A Mechanistic Interpretation of Arithmetic Reasoning in Language Models using Causal Mediation Analysis
In this paper, we present a set of analyses aimed at mechanistically interpreting LMs on the task of answering simple arithmetic questions (e.g., “What is the product of 11 and 17?”). In particular, we hypothesize that the computations involved in reasoning about such arithmetic problems are carried out by a specific subset of the network. Then, we test this hypothesis by adopting a causal mediation analysis framework (Vig et al., 2020; Meng et al., 2022), where the model is seen as a causal graph going from inputs to outputs, and the model components (e.g., neurons or layers) are seen as mediators (Pearl, 2001). Within this framework, we assess the impact of a mediator on the observed output behavior by conducting controlled interventions on the activations of specific subsets of the model and examining the resulting changes in the probabilities assigned to different numerical predictions.

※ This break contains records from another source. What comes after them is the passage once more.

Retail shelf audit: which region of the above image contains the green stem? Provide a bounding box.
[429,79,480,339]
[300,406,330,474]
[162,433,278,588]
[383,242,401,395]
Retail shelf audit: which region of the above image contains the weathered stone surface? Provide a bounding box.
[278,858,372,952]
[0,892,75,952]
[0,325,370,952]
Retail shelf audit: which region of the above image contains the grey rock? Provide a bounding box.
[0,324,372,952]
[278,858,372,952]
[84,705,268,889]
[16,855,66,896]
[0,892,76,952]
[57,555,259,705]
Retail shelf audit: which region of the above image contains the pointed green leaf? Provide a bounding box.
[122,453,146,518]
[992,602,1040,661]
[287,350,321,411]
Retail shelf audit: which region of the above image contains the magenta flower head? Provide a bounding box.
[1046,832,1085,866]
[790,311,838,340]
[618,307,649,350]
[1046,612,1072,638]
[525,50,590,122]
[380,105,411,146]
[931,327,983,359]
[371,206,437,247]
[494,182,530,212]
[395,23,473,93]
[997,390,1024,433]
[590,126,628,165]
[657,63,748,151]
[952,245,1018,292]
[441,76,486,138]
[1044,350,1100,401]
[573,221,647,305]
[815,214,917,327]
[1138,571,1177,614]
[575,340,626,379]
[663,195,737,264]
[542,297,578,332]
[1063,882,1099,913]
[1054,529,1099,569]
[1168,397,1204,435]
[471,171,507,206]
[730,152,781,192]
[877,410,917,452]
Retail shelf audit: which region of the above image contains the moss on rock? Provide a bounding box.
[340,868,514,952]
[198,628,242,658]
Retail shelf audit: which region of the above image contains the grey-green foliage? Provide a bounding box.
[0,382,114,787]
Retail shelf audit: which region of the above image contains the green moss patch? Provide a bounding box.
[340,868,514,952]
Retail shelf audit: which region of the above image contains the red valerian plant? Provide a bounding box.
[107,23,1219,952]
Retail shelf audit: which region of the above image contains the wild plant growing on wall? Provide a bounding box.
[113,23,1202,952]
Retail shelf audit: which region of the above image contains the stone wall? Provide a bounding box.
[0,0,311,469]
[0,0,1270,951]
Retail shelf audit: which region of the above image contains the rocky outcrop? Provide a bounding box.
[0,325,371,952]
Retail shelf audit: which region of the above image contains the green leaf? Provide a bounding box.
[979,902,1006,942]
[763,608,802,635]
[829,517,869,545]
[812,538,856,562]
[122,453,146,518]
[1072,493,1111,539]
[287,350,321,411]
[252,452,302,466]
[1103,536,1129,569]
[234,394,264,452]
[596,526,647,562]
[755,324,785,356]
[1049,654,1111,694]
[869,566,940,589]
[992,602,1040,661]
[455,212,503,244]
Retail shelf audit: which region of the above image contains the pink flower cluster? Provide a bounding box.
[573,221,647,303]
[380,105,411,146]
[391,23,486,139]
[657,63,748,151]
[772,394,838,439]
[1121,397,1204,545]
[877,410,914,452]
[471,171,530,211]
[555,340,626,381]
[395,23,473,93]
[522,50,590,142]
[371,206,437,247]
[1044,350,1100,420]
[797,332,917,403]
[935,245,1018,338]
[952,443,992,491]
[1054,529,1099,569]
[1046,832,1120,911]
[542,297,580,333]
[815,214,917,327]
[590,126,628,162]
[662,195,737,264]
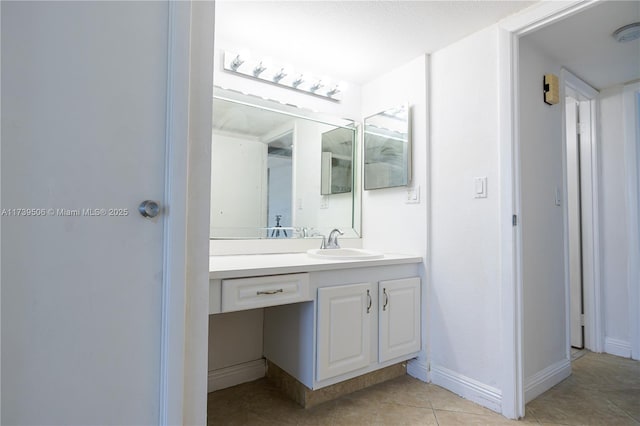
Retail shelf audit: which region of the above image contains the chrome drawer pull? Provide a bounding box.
[256,288,284,295]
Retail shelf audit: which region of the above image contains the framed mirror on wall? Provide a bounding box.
[210,88,361,240]
[320,128,354,195]
[363,104,411,190]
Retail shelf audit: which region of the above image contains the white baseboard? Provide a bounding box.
[207,359,266,392]
[524,359,571,403]
[407,359,429,382]
[604,337,631,358]
[431,364,502,413]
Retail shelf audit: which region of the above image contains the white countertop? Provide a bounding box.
[209,253,422,279]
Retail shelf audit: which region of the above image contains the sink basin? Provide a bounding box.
[307,248,384,260]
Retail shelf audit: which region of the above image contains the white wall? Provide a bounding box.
[519,37,570,400]
[360,55,429,380]
[600,86,631,356]
[428,27,502,411]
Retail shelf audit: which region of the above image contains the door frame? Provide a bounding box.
[560,68,604,359]
[158,1,215,425]
[623,83,640,360]
[498,0,597,418]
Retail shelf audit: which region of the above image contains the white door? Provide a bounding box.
[1,2,182,425]
[378,278,420,362]
[565,96,584,349]
[316,283,375,381]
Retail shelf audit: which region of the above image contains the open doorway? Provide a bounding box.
[561,70,599,353]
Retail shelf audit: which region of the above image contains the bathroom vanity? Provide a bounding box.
[209,253,422,390]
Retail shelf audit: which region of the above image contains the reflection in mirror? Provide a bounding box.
[364,105,411,190]
[210,89,359,239]
[320,128,353,195]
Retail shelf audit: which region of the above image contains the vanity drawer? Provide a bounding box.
[221,274,311,312]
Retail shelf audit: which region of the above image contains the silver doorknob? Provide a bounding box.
[138,200,160,217]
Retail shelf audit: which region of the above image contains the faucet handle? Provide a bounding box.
[326,228,344,248]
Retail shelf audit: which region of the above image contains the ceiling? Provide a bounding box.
[523,1,640,89]
[215,0,536,84]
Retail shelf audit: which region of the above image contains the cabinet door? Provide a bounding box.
[316,283,375,381]
[378,277,420,362]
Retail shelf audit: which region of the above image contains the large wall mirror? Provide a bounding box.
[210,89,359,239]
[364,105,411,190]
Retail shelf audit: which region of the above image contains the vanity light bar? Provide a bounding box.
[223,51,344,102]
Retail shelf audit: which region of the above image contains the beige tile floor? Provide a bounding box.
[208,353,640,426]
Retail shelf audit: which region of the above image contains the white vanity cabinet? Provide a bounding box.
[316,283,374,381]
[209,255,422,390]
[378,277,420,362]
[316,277,421,382]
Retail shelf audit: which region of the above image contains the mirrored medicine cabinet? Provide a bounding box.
[363,104,411,190]
[210,88,360,240]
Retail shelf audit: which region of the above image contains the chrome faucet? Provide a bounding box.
[324,229,344,249]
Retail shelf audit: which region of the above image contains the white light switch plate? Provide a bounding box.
[320,195,329,209]
[473,176,487,198]
[405,186,420,204]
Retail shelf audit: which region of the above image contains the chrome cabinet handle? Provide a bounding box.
[138,200,160,218]
[382,288,389,311]
[256,288,284,295]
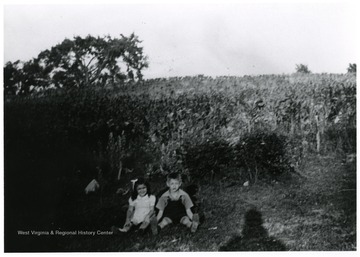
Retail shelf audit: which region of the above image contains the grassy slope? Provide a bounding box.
[66,152,356,252]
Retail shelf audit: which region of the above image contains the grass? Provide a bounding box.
[59,151,356,252]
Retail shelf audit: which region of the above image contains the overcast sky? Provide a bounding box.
[4,1,359,78]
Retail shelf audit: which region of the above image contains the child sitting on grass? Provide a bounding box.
[151,173,199,235]
[112,176,156,234]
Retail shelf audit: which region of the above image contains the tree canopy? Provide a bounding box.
[4,33,148,95]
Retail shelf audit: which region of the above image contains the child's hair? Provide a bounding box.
[131,178,151,200]
[166,172,182,182]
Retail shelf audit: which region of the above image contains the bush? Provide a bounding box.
[234,132,289,182]
[184,139,235,179]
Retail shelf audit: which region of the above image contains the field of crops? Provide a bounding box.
[4,74,356,249]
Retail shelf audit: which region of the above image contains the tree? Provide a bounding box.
[4,33,148,94]
[295,64,311,73]
[347,63,356,73]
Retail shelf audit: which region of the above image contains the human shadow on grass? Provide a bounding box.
[219,209,286,251]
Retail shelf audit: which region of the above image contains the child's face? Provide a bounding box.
[136,184,147,197]
[166,179,181,192]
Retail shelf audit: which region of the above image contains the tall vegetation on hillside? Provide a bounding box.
[4,34,148,95]
[295,64,311,73]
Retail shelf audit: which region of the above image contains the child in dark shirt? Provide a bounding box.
[152,173,199,234]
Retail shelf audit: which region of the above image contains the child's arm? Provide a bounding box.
[156,210,164,221]
[186,208,194,220]
[125,205,135,226]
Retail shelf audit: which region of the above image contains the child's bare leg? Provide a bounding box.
[180,216,192,228]
[139,221,150,230]
[158,217,172,229]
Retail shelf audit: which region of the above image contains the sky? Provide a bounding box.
[3,1,360,78]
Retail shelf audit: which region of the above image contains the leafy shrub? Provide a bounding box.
[184,138,235,179]
[234,131,289,182]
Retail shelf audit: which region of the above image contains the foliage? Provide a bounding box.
[4,34,148,95]
[295,64,311,73]
[183,139,235,180]
[235,131,289,182]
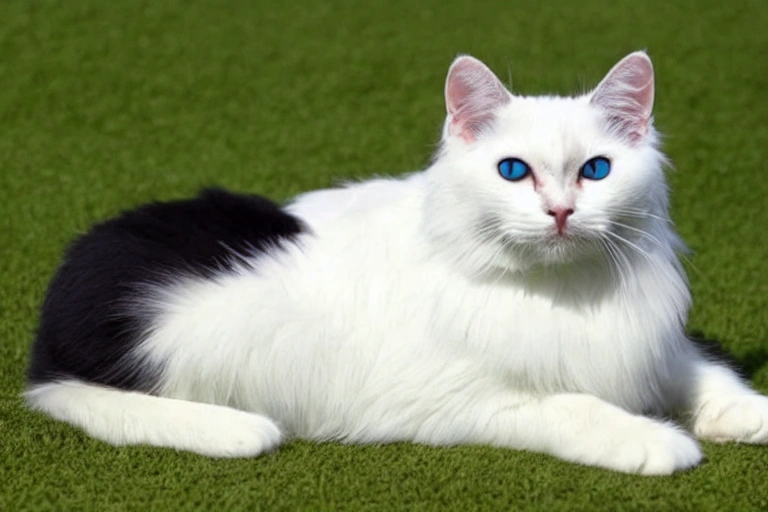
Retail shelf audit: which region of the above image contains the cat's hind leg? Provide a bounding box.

Through this experimental procedure, we track the flow of information within the model and identify the model components that encode information about the result of arithmetic queries. Our findings show that the model processes the input by conveying information about the operator and the operands from mid-sequence early layers to the final token using attention. At this location, the information is processed by a set of MLP modules, which output result-related information into the residual stream (shown in Figure 1). We verify this finding for bi and tri-variate arithmetic queries across four pretrained language models with different sizes: 2.8B, 6B, and 7B parameters. Finally, we compare the effect of different model components on answering arithmetic questions to two additional tasks: a synthetic task that involves retrieving a number from the prompt and answering questions related to factual knowledge. This comparison validates the specificity of the activation dynamics observed on arithmetic queries.